Porque não acredito que seja possível unificar toda a Ucrânia (e já dou por adquirido que a secessão da Crimeia é um ponto assente) sob a autoridade de um governo de Kiev que não conceda um estatuto particular às minorias russas ou russófilas, acho desastrosa a aventura - porque é de uma perigosa aventura que se trata - de rearmamento desse mesmo governo, a que o mundo ocidental se tem dedicado, de forma mais ou menos velada. Os "amigos" da Ucrânia que entusiasmaram os revoltosos da praça Maidan a derrubar um presidente eleito democraticamente e a desencadear uma pulsão anti-russa que conduziu ao estado de coisas atual foram irresponsáveis, têm nome: chamam-se NATO e União Europeia. Em lugar de perceberem que a especificidade geopolítica do país impunha um sentido de compromisso, injetaram em Kiev sonhos de adesão àquelas duas instituições e a ilusão de que, pela força, poderiam vir a impor esse "salto" geopolítico, explorando a fragilidade conjuntural de Moscovo. Derrotado pela Rússia na Geórgia, o "Ocidente" quis tirar desforço na Ucrânia. O resultado está à vista, com a Rússia a financiar e municiar os revoltosos, havendo fortes suspeitas de que haja mesma russos a lutar ao seu lado.

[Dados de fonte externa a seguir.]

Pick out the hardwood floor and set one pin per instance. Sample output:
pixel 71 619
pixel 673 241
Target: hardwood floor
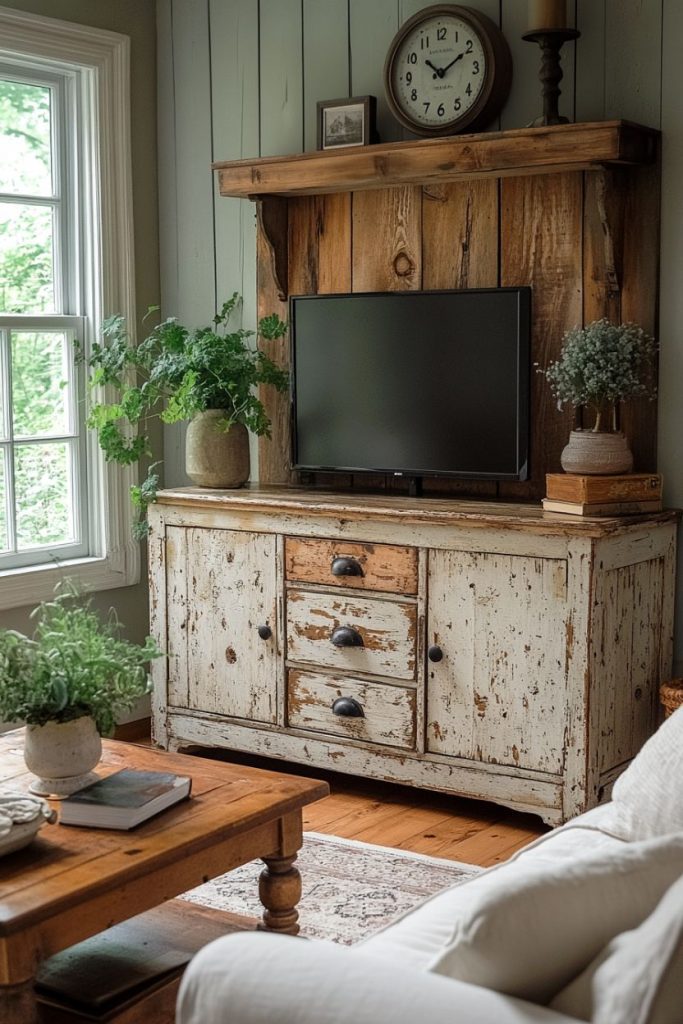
pixel 433 823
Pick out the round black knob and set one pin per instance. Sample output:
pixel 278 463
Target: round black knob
pixel 345 566
pixel 346 636
pixel 347 708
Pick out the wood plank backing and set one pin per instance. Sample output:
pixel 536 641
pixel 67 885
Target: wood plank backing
pixel 460 249
pixel 541 246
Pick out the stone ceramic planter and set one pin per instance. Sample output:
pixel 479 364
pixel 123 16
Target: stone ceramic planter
pixel 593 453
pixel 62 756
pixel 216 458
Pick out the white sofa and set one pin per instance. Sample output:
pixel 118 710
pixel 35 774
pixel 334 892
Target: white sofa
pixel 586 924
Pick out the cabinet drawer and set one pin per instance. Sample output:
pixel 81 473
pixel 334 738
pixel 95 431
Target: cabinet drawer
pixel 366 566
pixel 384 632
pixel 388 712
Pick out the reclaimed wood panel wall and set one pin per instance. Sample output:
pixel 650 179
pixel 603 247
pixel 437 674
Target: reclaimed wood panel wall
pixel 225 69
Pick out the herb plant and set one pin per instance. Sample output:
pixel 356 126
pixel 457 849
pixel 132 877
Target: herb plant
pixel 74 665
pixel 602 365
pixel 175 373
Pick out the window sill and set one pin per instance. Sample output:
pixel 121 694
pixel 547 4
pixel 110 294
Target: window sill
pixel 30 586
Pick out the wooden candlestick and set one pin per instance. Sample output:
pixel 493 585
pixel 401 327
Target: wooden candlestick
pixel 547 14
pixel 551 42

A Rússia perdeu a Guerra Fria mas permanece no seu lugar geográfico de sempre. Não perceber isto, à luz de proselitismos de oportunidade, é brincar com o fogo. O poder vigente em Moscovo, não sendo uma ditadura, está já longe de ser democrático. Putin é um quase autocrata que, tal como aconteceu no passado, se alimenta do nacionalismo para se impor internamente. Tem hoje taxas elevadíssimas de popularidade e a crise económica em que o país entrou, por via da quebra do preço do petróleo, cria um sentimento de insegurança na população russa que facilita a sua entrega a um "guia". Porque não há um verdadeiro sistema de "checks and balances" no país, o poder está hoje muito concentrado em Putin. Ora a História já provou que as assimetrias entre o processo de decisão das democracias e dos regimes mais ou menos autoritários provoca facilmente os conflitos, porque tem mecanismos diferenciados de formatação.

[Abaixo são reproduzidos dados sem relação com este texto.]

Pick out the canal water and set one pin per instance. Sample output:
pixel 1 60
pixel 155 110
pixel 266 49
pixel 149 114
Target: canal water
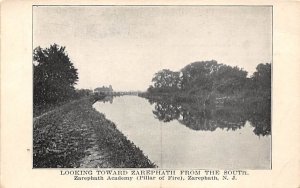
pixel 190 136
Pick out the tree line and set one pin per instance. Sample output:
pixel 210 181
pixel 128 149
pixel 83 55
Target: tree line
pixel 54 76
pixel 205 78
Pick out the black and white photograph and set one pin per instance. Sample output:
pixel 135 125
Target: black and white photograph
pixel 152 86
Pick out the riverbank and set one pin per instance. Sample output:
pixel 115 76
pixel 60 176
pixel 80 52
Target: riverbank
pixel 76 135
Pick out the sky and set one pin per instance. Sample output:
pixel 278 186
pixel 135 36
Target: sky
pixel 124 46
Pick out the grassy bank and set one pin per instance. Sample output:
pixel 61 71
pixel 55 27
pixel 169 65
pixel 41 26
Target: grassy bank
pixel 76 135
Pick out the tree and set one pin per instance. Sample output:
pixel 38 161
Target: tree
pixel 199 75
pixel 166 80
pixel 54 75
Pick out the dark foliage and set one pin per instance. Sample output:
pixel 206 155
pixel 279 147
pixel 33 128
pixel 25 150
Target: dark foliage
pixel 54 75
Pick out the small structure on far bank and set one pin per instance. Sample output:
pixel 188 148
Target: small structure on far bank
pixel 105 90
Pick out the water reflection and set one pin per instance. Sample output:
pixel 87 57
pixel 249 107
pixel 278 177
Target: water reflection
pixel 199 117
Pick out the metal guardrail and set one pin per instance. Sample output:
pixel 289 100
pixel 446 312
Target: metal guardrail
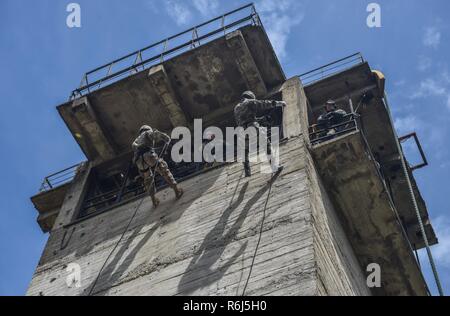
pixel 328 70
pixel 58 179
pixel 319 135
pixel 424 162
pixel 156 53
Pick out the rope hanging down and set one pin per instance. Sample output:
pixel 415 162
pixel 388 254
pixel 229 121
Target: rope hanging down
pixel 260 233
pixel 127 227
pixel 416 207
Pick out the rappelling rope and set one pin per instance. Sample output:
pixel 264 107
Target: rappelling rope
pixel 259 238
pixel 128 225
pixel 416 207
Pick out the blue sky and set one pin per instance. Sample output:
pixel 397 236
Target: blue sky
pixel 43 60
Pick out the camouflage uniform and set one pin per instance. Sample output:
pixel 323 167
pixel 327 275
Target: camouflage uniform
pixel 146 158
pixel 246 114
pixel 333 116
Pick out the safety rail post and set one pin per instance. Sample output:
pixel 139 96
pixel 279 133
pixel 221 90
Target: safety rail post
pixel 87 87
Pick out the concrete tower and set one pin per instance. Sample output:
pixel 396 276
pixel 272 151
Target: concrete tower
pixel 340 204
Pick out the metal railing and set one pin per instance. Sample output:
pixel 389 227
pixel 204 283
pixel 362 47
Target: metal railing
pixel 319 134
pixel 132 189
pixel 328 70
pixel 58 179
pixel 156 53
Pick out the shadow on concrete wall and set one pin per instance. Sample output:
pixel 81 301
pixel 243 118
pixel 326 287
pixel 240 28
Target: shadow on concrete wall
pixel 112 273
pixel 200 273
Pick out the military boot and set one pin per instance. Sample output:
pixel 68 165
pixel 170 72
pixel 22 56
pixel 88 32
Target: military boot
pixel 178 192
pixel 155 201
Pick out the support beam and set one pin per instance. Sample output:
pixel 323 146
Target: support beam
pixel 161 83
pixel 92 131
pixel 246 63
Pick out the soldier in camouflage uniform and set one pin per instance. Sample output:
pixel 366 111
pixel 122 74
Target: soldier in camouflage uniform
pixel 246 114
pixel 146 158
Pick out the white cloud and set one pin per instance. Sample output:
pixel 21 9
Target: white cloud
pixel 206 7
pixel 442 250
pixel 407 124
pixel 430 87
pixel 424 63
pixel 279 18
pixel 179 12
pixel 432 37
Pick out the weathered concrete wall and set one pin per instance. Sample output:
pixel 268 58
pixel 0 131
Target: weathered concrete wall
pixel 338 269
pixel 201 245
pixel 204 244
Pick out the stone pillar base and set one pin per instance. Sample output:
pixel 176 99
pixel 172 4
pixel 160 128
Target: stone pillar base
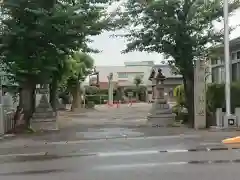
pixel 44 119
pixel 161 114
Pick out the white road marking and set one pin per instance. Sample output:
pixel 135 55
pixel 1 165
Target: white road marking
pixel 127 153
pixel 123 138
pixel 134 166
pixel 23 155
pixel 177 150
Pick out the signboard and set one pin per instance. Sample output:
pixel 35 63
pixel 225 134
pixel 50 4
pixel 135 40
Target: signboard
pixel 200 95
pixel 130 94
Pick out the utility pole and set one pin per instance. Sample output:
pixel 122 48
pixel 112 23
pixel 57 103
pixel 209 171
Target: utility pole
pixel 229 119
pixel 110 89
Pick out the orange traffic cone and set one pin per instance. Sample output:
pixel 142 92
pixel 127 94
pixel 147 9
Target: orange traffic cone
pixel 233 140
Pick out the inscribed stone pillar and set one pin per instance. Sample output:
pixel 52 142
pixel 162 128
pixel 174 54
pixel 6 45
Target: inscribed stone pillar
pixel 44 118
pixel 199 95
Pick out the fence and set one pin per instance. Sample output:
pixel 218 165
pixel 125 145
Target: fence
pixel 7 114
pixel 9 123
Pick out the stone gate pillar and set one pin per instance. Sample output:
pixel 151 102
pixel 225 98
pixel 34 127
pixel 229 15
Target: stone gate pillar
pixel 44 118
pixel 161 113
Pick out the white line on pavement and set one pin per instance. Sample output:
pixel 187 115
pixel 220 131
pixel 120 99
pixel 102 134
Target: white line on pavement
pixel 130 166
pixel 177 150
pixel 126 153
pixel 23 155
pixel 124 138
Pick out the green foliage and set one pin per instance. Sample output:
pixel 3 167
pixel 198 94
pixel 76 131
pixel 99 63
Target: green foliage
pixel 91 90
pixel 181 29
pixel 37 36
pixel 179 95
pixel 97 99
pixel 90 105
pixel 216 96
pixel 138 80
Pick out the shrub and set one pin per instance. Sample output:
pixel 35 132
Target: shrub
pixel 179 94
pixel 97 99
pixel 215 96
pixel 90 90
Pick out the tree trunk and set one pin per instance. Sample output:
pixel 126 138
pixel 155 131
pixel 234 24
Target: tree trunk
pixel 77 100
pixel 27 100
pixel 137 92
pixel 189 96
pixel 53 94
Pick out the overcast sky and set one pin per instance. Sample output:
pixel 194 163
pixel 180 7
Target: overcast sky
pixel 111 47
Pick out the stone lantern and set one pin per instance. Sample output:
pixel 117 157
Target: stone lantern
pixel 160 114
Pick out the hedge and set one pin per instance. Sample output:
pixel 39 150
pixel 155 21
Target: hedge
pixel 215 96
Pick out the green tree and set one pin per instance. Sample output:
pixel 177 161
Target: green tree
pixel 36 36
pixel 137 81
pixel 81 66
pixel 181 29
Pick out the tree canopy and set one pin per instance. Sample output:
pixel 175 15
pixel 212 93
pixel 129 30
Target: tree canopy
pixel 181 29
pixel 38 36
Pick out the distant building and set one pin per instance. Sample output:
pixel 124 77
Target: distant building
pixel 123 76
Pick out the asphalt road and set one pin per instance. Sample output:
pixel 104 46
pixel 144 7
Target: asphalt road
pixel 184 157
pixel 116 151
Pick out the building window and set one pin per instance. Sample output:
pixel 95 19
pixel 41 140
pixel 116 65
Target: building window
pixel 122 75
pixel 238 55
pixel 215 75
pixel 234 56
pixel 222 73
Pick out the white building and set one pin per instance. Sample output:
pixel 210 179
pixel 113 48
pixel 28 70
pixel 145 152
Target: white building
pixel 123 76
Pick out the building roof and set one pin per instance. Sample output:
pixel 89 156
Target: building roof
pixel 232 43
pixel 166 71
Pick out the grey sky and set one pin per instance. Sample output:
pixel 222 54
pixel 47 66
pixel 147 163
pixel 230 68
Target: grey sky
pixel 111 47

Os países ocidentais devem entender, de uma vez por todas, que os russos não vão deixar esmagar os seus "irmãos" do lado de fora da sua fronteira (e que viveram sob a mesma bandeira até há escassas décadas atrás) e que cada dia em que estimulem o governo ucraniano a reprimir as revoltas de Donetsk e Lugansk é um dia a menos para uma possível intervenção militar direta de Moscovo. Nesse dia, o que fará a NATO? Vai para a guerra? Não haverá consenso ocidental para uma operação NATO na Ucrânia, porque não estamos perante uma situação de invocação do artigo 5° do Tratado de Washington (agressão a um Estado membro). Haverá uma "coalition of the willing" dentre os Estados NATO para enviar tropas para a Ucrânia? Se alguns ensandecessem por esta via, aí sim, estaríamos a caminho de um novo conflito global.

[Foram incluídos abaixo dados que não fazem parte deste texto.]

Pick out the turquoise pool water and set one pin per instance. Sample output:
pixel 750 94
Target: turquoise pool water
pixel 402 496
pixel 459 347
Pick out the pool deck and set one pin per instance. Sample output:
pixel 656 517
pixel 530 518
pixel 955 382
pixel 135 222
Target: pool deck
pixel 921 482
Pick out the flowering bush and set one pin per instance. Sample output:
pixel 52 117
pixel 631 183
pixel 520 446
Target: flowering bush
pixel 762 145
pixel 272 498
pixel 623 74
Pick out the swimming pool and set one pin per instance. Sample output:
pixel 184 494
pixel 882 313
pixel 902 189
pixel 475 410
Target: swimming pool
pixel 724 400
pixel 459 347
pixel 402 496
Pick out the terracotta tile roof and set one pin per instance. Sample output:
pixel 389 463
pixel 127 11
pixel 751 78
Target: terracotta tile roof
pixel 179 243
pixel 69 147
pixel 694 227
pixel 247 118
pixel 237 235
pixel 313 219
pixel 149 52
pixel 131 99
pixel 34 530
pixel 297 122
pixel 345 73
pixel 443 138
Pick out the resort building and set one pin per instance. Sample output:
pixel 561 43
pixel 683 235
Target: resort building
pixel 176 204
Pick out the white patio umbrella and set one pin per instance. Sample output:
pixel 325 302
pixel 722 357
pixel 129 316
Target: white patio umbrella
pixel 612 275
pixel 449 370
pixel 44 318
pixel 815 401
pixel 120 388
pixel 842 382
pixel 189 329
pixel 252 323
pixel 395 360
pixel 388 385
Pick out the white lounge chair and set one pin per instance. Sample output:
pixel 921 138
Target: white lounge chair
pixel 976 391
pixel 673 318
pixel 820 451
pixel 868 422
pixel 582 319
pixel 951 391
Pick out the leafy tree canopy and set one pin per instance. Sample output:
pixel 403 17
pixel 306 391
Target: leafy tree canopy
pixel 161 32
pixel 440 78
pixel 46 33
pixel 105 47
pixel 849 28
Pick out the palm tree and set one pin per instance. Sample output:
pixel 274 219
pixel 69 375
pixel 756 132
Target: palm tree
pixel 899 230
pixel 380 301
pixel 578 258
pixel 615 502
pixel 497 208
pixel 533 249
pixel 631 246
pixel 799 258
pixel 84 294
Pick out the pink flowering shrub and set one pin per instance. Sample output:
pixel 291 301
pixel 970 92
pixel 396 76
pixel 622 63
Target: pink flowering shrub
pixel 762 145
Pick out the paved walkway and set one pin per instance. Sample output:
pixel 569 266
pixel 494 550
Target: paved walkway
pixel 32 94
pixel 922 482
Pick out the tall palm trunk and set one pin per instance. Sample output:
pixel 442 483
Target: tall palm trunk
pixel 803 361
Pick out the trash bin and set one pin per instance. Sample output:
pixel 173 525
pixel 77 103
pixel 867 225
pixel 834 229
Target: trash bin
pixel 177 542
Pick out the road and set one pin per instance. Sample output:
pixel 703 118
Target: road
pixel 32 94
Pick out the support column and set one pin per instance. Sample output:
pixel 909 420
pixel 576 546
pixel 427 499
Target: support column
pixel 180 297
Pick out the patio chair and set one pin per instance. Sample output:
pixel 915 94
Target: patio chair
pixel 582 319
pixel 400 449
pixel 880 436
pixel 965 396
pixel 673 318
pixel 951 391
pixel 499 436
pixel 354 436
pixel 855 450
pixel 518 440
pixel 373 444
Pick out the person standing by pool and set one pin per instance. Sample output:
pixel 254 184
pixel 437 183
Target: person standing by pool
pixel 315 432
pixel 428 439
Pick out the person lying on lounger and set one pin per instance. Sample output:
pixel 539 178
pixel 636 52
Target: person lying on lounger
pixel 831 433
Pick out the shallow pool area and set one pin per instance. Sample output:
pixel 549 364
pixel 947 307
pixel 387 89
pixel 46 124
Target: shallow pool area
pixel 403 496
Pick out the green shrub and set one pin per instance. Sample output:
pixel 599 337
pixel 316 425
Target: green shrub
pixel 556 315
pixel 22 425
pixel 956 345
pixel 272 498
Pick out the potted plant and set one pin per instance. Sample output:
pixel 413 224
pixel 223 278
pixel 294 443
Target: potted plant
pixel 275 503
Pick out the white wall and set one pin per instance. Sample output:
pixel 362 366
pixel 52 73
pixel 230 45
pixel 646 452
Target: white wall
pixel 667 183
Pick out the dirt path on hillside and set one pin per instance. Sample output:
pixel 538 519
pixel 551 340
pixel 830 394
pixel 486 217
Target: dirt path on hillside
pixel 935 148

Torna-se urgente uma mediação internacional que ponha cobro a esta situação e - tenho pena em constatar isto - duvido que os países da União Europeia tenham hoje um estatuto reconhecido de independência que lhes permita executar esse papel. Esse compromisso poderia passar pelo reconhecimento por Kiev de um estatuto especial das zonas russas da Ucrânia no âmbito do seu país, pelo abandono das pretensões de "independência" ou de integração na Rússia por parte dessas regiões, pelo reforço de garantias de Moscovo do respeito pelas fronteiras ucranianas, por uma substancial ajuda financeira ocidental para fins não militares ao governo de Kiev, ligado a um programa de reconstrução nacional que incluiria as zonas pró-russas (para as quais Moscovo poderia contribuir com ajuda não letal).
Para tal, impunha-se um prévio cessar-fogo na base de um "stand-still" de posições no terreno, fiscalizado por uma operação de separação de forças decidida pelo Conselho de Segurança da ONU. Por muito que me custe ter de admitir, a OSCE, organização a que dei alguns anos de trabalho, parece ter esgotado a sua capacidade de intervenção neste conflito e a Europa terá de aceitar que um instrumento criado para pilotar o fim da Guerra Fria tem poucas condições de operacionalidade quando um novo modelo de tensão Leste-Oeste se consagra paulatinamente.
Alguns dirão que o que acima escrevi não tem qualquer sentido, que assim se abriria a porta a mais um "frozen conflict" na área e que, no fundo, isso representaria uma abdicação de princípios e interesses estratégicos. A esses apenas perguntaria se estarão dispostos a ver os filhos morrer na estrada para Donetsk."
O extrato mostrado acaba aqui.